Como aquel día en que al salir de las revueltas de aquella calle tan estrecha de la que no recuerdo nunca el nombre te volví a encontrar. Cuántas veces habría pasado yo por allí y tú habrías cruzado un instante antes de que yo saliera de ese laberinto, como podría haber ocurrido aquel día en que nuestros callejones se encontraron, quizás sólo porque me entretuve en cortar y en ir oliendo una hoja de naranjo.
Y te vi, junto al semáforo, salir de un portal y subir a un taxi. Me quedé paralizado, di unos pasos torpes como queriendo alcanzar el coche en un intento, no ya inútil, sino absurdo.

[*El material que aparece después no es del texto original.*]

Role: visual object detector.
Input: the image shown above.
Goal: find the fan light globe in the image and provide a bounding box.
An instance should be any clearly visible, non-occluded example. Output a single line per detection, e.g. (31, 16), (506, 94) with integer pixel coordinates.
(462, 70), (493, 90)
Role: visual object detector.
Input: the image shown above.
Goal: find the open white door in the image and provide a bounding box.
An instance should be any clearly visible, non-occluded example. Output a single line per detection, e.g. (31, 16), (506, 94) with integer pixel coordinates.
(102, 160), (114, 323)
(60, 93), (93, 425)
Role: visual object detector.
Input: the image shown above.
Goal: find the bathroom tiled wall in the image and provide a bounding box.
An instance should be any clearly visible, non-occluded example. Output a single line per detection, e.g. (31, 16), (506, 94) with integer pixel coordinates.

Pasaron por mi cabeza, en un instante, mil ideas, mil posibilidades, como pasan por los ojos de una máquina tragaperras que se hubiera vuelto loca.
Ver cómo la noche te llevaba por otra callejuela estrecha y virada en aquel taxi me devolvió a la realidad. En ese momento, crucé la calle y te busqué sin éxito en todos los buzones de aquella lujosa torre de viviendas. El día siguiente localicé el teléfono de algunos de aquellos vecinos y con mil excusas intenté descubrir el eslabón que te unía con alguno de ellos... Y lo encontré. Era un señor con una voz muy serena: - ¿hubo algún problema con la tarjeta de crédito?, ... , - me alegro, ... , - me da igual cómo se llame, mándemela otra vez esta noche... Y colgué, claro, colgué mis esperanzas, colgué mi vida entera con aquel auricular maldito que me había ayudado a atar todos esos cabos sueltos que había y que yo me resistía a unir de la forma que, desde el principio, seguramente, fue la más razonable.